Bloomberg reports that GM has already pulled off one of the ballsiest IPO moves ever, by asking banks bidding to underwrite its IPO to use fees to subsidize the purchase of GM vehicles by its employees. According to the report, a GM document sent to bidding banks solicited
ideas as to how we can use the IPO to reposition GM and its vehicles within the investment community including your firm’s willingness to reinvest any portion of any underwriting fees into the purchase of GM vehicles for your employees and/or company use.
Winning bidders JP Morgan Chase and Morgan Stanley refuse to comment on whether or not they agreed to this condition, but considering their fees of .75 percent is a quarter of what they would normally charge, the fact that GM even asked shows a lot of chutzpah. Says Joe Phillippi of Autotrends
That’s hardball. After beating them down on fees they want another pound of flesh. It does sound a little unusual.

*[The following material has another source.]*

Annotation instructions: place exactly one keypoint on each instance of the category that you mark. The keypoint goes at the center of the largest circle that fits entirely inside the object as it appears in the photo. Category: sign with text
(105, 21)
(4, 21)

The details of GM’s IPO should surface next month, when GM files its prospectus ahead of a planned November IPO. If The General snagged a fleet deal from its underwriters, the Treasury would have to approve the deal… and it has already reportedly nixed an arrangement that would have paid GM’s IPO underwriters in company equity. But then, the two underwriting firms have already committed a billion dollars in credit to The General, an amount that is likely to far exceed their fees for the IPO. In short, government-rescued banks seem more than happy to bend over backwards for the government-owned automaker. Is anyone surprised GM thought it might get a few extra sales out of the deal too?